The first time I watched Babette’s Feast, I must admit I misconstrued its themes. Here was a story that coalesced two opposing ways of living life and I was quick to see one as better than the other, when the film actually builds to something else entirely, a different way altogether of understanding life. One way seeks earthly achievements, another spiritual achievements, but neither amount to much by the end of the film.
The story follows the lives of two sisters Filippa (Bodil Kjer) and Martine (Birgitte Federspeil) and their attempts to continue the legacy of their father, the pastor of a small Denmark community that provided great leadership to the town. However, the town waines from what it once was, as much as the two sisters strive to keep the community together. When a strange woman named Babette (Stephane Audran) seeks refuge with the sisters, she begins to offer a new outlook on life.
Before these events occur, the two sisters are courted and given a chance to gain worldly status and success. Achille Papin (Jean-Philippe Lafont) is convinced that one of the sisters could become a renowned singer under his care and Lorens Lowenhielm (Jarl Kulle) has a promising career ahead of him as a military officer. Both sisters get a chance at a life that would likely grant them great worldly fulfilment, but instead choose a simple life of singleness and servitude with their father. The film then transitions to years past and we see the sisters still living in the small community with only each other.

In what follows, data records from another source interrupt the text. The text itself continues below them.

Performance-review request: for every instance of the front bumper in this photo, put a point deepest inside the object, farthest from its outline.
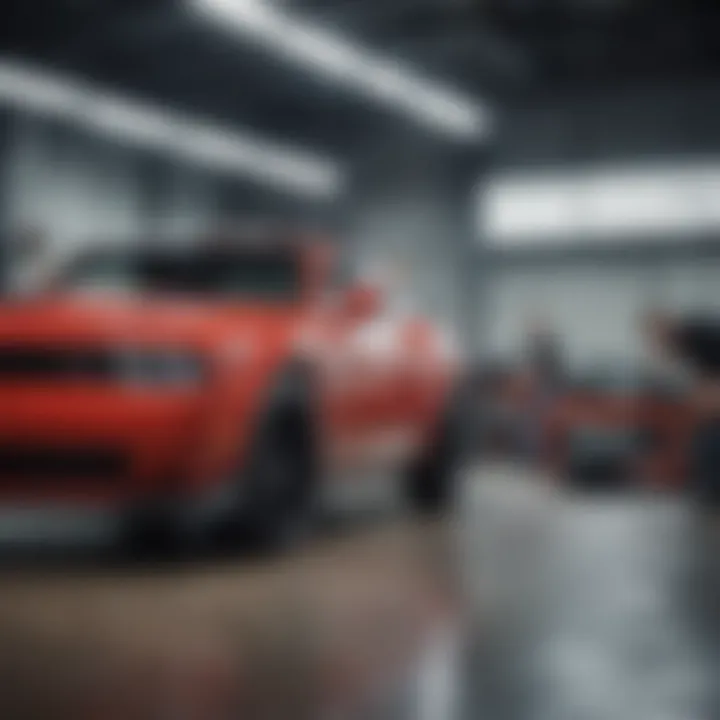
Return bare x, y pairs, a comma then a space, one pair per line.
94, 447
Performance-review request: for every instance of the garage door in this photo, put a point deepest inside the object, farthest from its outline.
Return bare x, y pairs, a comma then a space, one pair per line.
594, 309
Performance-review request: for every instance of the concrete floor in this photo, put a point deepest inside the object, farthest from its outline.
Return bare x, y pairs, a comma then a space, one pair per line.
610, 626
530, 605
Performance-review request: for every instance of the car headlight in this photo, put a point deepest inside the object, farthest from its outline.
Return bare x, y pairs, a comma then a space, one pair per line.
160, 368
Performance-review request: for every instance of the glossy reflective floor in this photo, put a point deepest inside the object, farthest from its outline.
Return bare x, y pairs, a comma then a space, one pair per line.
531, 604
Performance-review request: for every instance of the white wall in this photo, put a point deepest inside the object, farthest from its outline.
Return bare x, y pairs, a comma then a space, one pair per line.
595, 308
77, 189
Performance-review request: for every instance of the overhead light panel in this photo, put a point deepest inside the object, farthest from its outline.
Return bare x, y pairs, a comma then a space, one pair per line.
223, 149
378, 78
608, 203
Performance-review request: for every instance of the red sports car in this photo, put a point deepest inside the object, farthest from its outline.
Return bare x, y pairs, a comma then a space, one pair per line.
618, 425
167, 393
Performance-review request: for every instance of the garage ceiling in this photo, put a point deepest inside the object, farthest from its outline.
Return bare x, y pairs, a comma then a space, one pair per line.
495, 50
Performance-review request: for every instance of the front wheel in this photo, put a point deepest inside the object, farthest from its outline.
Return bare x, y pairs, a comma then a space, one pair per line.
431, 482
276, 486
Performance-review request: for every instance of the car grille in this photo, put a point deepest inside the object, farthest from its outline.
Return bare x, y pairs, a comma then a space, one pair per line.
29, 363
45, 463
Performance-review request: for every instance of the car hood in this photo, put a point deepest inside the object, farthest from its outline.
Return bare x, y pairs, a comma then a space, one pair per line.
109, 320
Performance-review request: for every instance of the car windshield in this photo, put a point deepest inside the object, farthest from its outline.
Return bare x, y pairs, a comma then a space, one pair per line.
269, 275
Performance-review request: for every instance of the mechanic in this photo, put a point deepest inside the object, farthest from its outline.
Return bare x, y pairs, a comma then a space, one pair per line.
544, 359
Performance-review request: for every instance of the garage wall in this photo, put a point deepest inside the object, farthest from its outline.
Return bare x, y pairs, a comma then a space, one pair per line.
410, 223
592, 299
77, 189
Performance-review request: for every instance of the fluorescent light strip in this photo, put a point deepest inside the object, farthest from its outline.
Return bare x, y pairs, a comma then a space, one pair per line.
281, 167
378, 78
608, 204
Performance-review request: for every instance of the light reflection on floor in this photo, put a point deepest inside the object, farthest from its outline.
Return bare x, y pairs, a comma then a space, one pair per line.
531, 605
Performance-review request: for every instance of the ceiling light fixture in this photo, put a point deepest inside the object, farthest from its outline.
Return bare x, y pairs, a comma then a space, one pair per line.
44, 93
379, 78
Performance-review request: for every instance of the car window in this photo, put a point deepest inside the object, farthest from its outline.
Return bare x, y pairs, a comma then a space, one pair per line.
262, 275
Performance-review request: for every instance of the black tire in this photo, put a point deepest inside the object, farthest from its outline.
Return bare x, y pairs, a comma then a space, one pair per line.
275, 488
431, 482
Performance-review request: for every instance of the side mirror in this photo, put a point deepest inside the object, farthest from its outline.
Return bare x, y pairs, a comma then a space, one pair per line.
362, 302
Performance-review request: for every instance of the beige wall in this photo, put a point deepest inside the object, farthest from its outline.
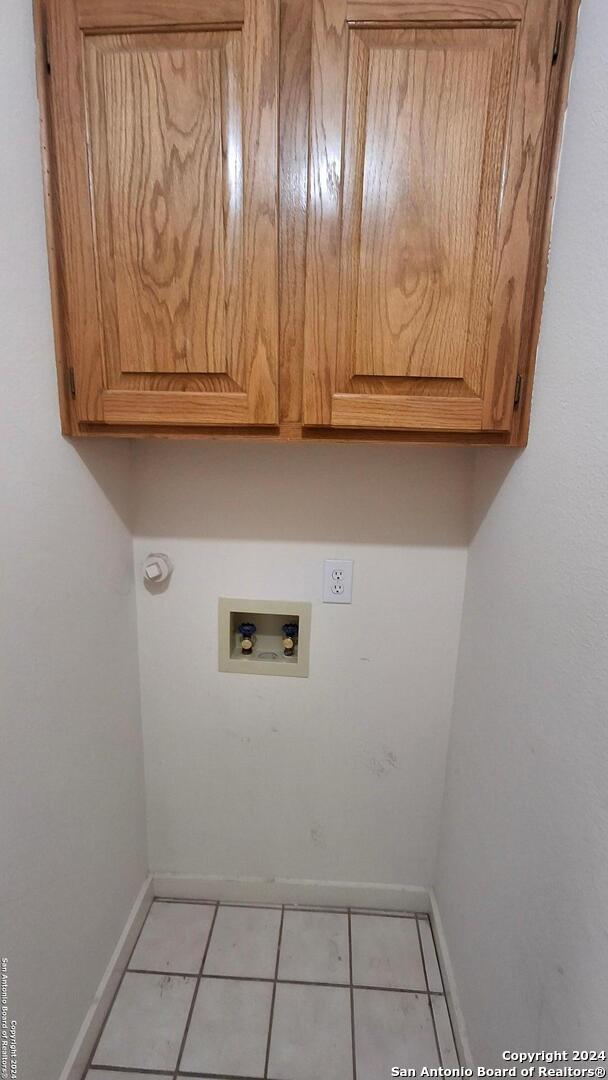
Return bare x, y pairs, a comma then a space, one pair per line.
71, 804
523, 874
339, 775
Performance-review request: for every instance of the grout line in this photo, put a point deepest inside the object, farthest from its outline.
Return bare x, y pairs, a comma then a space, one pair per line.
296, 907
115, 996
177, 900
429, 994
167, 971
454, 1039
287, 982
193, 1001
267, 1061
218, 1076
352, 1000
126, 1070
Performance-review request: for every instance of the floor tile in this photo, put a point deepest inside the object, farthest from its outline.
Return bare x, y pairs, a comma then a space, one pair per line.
311, 1034
392, 1029
229, 1028
386, 952
147, 1023
445, 1036
244, 943
431, 962
174, 937
314, 947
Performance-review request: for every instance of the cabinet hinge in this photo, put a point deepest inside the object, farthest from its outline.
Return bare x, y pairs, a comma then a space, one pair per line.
46, 54
557, 42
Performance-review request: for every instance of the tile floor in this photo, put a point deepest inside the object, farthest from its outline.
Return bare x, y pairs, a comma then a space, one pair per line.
224, 990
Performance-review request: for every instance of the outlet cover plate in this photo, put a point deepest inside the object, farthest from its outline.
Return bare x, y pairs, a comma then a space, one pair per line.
337, 581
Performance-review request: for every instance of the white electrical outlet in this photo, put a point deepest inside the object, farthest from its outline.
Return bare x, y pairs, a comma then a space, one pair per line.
337, 581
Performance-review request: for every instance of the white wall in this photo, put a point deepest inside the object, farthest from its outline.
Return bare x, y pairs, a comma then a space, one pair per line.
71, 806
523, 873
336, 777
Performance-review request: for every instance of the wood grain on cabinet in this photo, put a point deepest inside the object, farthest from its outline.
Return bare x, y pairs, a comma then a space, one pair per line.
166, 154
427, 134
120, 18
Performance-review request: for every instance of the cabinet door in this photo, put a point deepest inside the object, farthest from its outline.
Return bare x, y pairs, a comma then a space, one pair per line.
164, 123
427, 124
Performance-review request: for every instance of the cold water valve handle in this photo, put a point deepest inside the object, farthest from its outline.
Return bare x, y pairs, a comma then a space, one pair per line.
246, 631
289, 638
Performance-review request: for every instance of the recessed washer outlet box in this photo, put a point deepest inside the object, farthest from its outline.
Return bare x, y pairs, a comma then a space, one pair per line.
267, 656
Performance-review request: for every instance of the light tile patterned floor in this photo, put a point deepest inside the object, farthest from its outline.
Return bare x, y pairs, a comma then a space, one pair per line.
252, 993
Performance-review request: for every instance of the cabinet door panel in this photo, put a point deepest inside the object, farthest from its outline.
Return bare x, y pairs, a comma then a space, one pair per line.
426, 137
166, 153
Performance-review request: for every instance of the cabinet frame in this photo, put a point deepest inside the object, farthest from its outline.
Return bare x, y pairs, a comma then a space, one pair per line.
296, 18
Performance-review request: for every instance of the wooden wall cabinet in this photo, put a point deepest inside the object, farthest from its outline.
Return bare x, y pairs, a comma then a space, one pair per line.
308, 219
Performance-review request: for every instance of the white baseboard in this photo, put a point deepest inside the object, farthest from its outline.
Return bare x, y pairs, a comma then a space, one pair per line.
96, 1014
449, 983
393, 898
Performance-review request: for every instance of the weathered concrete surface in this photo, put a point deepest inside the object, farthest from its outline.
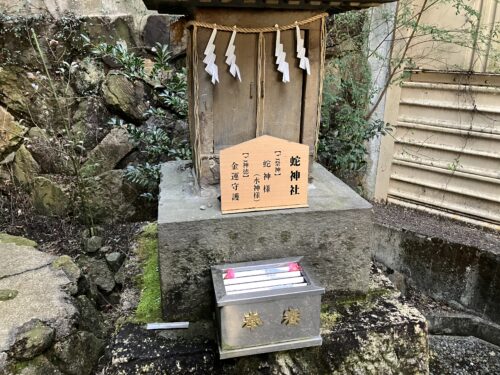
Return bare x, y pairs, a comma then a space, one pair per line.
446, 270
373, 334
40, 293
19, 259
333, 235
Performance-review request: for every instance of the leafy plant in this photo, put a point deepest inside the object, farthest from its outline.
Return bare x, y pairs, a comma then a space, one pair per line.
174, 96
347, 92
131, 65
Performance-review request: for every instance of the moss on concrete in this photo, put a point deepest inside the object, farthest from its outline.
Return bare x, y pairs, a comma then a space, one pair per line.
149, 308
20, 241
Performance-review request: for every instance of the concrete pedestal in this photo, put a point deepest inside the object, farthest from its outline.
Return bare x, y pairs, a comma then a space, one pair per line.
333, 234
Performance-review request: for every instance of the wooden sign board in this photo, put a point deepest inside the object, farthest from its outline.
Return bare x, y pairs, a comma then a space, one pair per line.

And here is where I tripped up on my first viewing of the film. As the sisters continue to serve the community, I’m quick to judge this as the right decision. They’re putting others before themselves and serving those in need. A much higher calling than worldly success, surely? But for all their strivings to serve others and lead in their father’s footsteps, the community grows bleak, dying and desperate. Their striving to save the community is fruitless.
The point the film comes to is that ultimately both ways are empty. Both involve trying to strive and attain happiness through one’s own actions. The sisters seem to believe that their servitude will earn them happiness and it ultimately cannot. Likewise, when Lorens Lowenhielm returns to the town years later for the feast, now a renowned general, we find him not proud and fulfilled by his life work, but lamenting how empty his worldly striving is.
It is to this place that the titular feast is brought. Through a miraculous turn, Babette’s fortune changes and she comes into a large sum of money. Instead of using this money to secure a better life, she plans a feast for the entire town. She order the best foods, exotic delicacies, rich wines and mysterious spices. For the simple folks of the town, it seems a scandalous prospect, but their curiosity draws them to Babette’s Feast.
In some ways, Babette’s Feast is at the intersection of the two ways through life. Babette used to be a great chef, but now in exile, she uses her professional gifts as an expression of servitude to reach out to the community. However, it is different because her feast is ultimately not about her and what she can attain, but what she can give away. The servitude of the sister’s expect something in return, Babette remains hidden in the kitchen, not seeking recognition or thanks for her efforts.
And the feast is met with reservations. It’s comical how such a rich, vibrant feast is looked on with suspicion. The people suspect that the food and drink will lead them into some form of licentiousness, that the outside Babette is some sort of witch with food. However, as the feast unfolds, as it slowly weights upon them, something about the feast becomes a transformative work in the hearts of the community.
Sharing the richness of the feast begins to heal the broken relationships between the townsfolk. People who were enemies for decades suddenly fall into tears and laughter. Those who were quarreling minutes before sing together in joy. While Babette’s feast is certainly wondrous, it is still just food and drink. It is the coming together and receiving of something unearned and undeserved communally that transforms and strengthens the community in a way that decades of the sister’s striving could never attain.
Brought to this feast are people who have sought happiness through their own efforts but are left ultimately frustrated and empty. People who have spent years hating each other. People who are suspicious of such an exotic feast. Babette calls them to a table furnished with riches they cannot begin to fathom for a meal they could not ever hope to earn. It’s this act that transforms lives and brings a sense of happiness beyond anyone’s personal efforts.